Everything you need to become a self-taught Machine Learning Engineer

Jason Benn
10 min readMar 13, 2020

--

In 2011, I graduated from UVA with a degree in Economics and joined a boutique consulting firm in Virginia.

None of that is related to what I do today.

Because today, I am a Machine Learning Engineer at a well-funded ML startup in Silicon Valley, living my dream. I work on the latest in AI research, implement AI papers, and explore new product ideas in my specialty fields of NLP and ML infrastructure.

The thing you do after graduation is not always your permanent path. I absolutely hated everything about consulting. I lasted about a year and a quarter, and then I decided to quit and have a mulligan on my whole life.

I made a pros and cons list of all the possible careers I could do instead. My favorite book was Cal Newport’s “So Good They Can’t Ignore You”, which persuaded me that my career North Star should just be to learn really useful skills. By that metric, programming was at the top of my list.

“My career North Star should just be to learn really useful skills. By that metric, programming was at the top of my list.”

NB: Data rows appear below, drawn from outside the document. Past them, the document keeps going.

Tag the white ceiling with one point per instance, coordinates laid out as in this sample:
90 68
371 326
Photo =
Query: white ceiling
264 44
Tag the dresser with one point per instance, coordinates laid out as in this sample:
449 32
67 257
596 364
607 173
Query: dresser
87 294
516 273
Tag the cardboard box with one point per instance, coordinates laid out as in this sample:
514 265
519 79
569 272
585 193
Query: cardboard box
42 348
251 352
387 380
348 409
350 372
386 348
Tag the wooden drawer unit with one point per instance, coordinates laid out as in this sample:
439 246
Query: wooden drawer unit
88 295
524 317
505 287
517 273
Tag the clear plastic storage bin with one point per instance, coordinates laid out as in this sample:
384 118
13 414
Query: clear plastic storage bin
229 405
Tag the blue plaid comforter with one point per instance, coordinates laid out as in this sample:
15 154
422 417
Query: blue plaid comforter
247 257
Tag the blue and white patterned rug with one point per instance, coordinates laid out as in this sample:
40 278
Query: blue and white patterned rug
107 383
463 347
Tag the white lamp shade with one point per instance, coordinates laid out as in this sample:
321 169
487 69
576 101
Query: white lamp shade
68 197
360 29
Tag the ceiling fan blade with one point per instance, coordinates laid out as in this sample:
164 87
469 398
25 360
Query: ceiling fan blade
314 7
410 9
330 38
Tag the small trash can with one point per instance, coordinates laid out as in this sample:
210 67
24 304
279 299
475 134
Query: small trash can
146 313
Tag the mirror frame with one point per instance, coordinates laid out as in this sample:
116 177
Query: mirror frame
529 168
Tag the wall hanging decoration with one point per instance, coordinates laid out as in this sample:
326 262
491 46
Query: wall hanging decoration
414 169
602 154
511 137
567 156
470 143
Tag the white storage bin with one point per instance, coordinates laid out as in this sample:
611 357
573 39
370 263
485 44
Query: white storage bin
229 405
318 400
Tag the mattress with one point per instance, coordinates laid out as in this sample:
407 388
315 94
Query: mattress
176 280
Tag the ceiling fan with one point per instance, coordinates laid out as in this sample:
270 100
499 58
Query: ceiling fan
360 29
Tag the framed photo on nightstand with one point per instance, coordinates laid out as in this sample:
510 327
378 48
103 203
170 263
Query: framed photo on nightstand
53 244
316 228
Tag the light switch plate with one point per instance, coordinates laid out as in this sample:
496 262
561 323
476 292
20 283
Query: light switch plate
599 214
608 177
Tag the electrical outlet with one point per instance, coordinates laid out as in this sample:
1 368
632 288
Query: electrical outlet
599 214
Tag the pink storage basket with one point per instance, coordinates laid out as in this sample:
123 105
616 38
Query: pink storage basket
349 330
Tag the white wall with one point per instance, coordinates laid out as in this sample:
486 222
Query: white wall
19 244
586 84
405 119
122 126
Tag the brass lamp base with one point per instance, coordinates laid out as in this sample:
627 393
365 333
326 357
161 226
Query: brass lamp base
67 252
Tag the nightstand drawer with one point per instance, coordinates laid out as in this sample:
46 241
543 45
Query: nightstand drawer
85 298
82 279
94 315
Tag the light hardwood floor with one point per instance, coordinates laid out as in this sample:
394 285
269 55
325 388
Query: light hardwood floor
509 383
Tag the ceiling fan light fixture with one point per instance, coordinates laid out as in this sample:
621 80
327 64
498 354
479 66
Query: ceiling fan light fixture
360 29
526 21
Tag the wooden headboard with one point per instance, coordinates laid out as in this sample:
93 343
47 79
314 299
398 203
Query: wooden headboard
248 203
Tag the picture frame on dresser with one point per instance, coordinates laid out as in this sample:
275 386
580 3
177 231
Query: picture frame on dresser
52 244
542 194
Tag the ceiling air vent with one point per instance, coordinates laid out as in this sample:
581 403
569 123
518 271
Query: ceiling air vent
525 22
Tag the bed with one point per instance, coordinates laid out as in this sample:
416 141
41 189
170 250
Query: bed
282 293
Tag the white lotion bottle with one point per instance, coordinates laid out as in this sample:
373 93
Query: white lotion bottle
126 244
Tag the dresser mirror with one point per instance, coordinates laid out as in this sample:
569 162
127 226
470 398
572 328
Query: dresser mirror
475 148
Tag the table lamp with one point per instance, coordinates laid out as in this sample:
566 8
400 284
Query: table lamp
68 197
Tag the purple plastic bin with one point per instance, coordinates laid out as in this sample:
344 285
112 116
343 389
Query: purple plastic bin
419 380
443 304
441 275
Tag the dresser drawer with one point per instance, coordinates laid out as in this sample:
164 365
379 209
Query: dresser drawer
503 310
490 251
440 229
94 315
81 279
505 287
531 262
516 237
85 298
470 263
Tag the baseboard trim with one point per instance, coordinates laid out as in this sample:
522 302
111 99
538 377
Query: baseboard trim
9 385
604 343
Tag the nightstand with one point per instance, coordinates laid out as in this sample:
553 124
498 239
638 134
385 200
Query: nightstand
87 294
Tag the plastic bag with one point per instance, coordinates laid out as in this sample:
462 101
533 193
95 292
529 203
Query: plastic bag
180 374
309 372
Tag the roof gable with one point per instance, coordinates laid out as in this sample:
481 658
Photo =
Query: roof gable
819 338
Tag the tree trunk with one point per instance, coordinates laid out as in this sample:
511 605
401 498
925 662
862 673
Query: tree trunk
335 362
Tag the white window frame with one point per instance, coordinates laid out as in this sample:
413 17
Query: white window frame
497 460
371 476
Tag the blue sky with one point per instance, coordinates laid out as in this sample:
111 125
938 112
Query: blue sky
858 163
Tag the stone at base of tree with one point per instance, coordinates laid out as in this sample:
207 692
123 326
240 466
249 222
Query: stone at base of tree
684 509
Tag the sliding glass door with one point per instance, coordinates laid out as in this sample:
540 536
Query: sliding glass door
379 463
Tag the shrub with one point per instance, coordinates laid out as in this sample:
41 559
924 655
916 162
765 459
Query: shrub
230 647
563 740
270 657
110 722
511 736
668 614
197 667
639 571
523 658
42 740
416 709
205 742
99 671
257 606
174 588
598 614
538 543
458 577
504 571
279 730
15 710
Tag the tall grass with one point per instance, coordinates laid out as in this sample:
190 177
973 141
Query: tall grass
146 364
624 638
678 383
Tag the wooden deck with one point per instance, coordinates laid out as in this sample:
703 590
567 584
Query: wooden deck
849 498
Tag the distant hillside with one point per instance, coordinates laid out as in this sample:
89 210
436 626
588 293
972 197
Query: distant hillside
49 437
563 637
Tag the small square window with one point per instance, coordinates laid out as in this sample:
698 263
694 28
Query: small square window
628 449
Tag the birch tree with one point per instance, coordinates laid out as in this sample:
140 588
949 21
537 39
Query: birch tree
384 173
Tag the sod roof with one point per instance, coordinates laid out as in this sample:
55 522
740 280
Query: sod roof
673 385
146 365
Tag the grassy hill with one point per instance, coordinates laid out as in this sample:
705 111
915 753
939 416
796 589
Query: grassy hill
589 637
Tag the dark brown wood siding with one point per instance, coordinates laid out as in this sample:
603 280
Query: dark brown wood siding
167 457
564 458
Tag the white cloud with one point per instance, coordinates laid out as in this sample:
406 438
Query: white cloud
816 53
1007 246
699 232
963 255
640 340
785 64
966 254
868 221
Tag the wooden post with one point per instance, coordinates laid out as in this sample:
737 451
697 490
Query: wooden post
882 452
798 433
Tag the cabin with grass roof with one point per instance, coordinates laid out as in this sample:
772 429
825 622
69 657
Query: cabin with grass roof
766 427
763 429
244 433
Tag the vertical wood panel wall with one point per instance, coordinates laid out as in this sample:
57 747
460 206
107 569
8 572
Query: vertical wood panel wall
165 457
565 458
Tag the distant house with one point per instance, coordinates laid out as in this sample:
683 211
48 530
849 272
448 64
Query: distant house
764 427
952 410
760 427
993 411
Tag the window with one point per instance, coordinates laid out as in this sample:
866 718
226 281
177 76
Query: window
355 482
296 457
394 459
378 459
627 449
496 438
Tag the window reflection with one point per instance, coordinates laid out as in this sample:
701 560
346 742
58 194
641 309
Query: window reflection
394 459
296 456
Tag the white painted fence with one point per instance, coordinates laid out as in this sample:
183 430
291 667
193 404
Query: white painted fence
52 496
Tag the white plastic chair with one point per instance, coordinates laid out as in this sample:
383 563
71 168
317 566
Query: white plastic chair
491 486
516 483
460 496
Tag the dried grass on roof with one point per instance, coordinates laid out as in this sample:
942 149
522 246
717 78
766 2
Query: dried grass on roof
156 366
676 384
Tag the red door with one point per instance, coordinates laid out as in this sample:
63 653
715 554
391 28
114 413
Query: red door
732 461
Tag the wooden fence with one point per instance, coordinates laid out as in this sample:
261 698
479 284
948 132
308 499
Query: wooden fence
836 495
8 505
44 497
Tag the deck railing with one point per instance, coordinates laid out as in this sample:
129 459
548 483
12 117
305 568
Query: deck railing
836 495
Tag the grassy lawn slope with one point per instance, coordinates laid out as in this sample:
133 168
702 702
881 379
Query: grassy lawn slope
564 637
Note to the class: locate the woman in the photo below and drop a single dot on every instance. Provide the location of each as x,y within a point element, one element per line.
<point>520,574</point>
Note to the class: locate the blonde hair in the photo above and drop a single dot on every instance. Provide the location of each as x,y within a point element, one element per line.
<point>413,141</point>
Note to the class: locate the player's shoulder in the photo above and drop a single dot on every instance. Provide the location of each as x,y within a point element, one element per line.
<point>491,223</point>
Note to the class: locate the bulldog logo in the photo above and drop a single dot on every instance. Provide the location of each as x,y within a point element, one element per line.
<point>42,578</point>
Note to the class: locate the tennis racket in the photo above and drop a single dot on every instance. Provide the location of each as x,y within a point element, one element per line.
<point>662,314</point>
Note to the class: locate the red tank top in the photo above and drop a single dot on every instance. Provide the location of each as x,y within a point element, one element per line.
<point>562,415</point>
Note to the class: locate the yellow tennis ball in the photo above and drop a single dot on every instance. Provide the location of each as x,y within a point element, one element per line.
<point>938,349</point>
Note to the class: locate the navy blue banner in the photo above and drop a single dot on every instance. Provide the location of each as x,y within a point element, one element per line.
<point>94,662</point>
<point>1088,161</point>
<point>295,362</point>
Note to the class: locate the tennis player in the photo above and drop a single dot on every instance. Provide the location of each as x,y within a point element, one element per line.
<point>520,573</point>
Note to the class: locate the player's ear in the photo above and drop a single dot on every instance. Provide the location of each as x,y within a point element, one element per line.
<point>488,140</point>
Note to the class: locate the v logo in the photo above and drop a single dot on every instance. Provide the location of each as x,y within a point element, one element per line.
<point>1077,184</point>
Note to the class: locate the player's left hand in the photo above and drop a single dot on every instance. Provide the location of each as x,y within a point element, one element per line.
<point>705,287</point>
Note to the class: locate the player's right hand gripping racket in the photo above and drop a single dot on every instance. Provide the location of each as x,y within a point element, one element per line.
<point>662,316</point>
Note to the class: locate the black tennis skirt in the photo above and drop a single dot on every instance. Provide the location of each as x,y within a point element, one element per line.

As I saw it, the steps to get there were: buy a bunch of textbooks, move into my mom’s basement, read those books, and program until I got a job.

ML hack: first, become a programmer

Because I was starting from scratch, I decided to join a short programming school. I signed up for Dev Bootcamp, a 3-month program designed to help me get my first job.

Dev Bootcamp has since shut down, so my #1 recommendation now is Lambda School, which is a 9-month program where you learn how to code from teachers alongside other newbies. Lambda School’s business model is special: you don’t have to pay anything upfront, you pay a percentage of your income over your first two years as a programmer. In other words, Lambda School is incentivized to find you a great job after graduation, and a lot of great companies hire out of Lambda School.

You can go from a bank teller to a programmer in 9 months.

What’s a helpful career path? I think it’s important to know that there are a broad variety of jobs that use machine learning. It would be pretty hard to go straight into machine learning engineering without a background in Computer Science (CS). But it’s not as hard to go from non-CS into Data Science (and yes, Lambda School also has a Data Science program).

This article is about machine learning engineering (MLE), but remember that the foundation of any great programming career, including MLE, is computer science. The ML in MLE is only 10% of the job. Another 10% is data science. The last 80% is computer science.

After Dev Bootcamp, I learned computer science through Bradfield, a school where working programmers can take a series of one-month courses. You can take them part-time in addition to your day job. I did six between 2015–2017 and another one in 2019, and now they’re fully online. They’re intense — 10 hours of class and 10 hours of homework a week — but worth it.

If you want to do the same without paying for their classes, they make their curriculum free online at teachyourselfcs.com.

ML hack: create a group of ML enthusiasts

Three years into my programming career, and near the end of my CS curriculum, I started looking for my next big useful skill. I picked machine learning. First, I co-organized an ML book club with a coworker. We read An Introduction to Statistical Learning: with Applications in R (which is my second choice recommendation after this one).

I wanted a group to keep me accountable to skill building, so I launched my own Paper Club, an initiative where two friends and I went through all of fast.ai in six months. Fast.ai is an online course with two parts. Each is about 15 hours with 15 hours each in homework (so, 60 hours total). We met one night per week on Zoom or in a local park. After we finished fast.ai, we started reading research papers, and would go through each paper, page by page, and discuss blockers or challenges with the end of being able to understand any paper. It was tough — for the first few months, it took us 6 hours to read each paper (and each paper is only 10 pages long!). Paper Club lasted about two years and without that social accountability there’s no way I would have been able to keep studying for so long.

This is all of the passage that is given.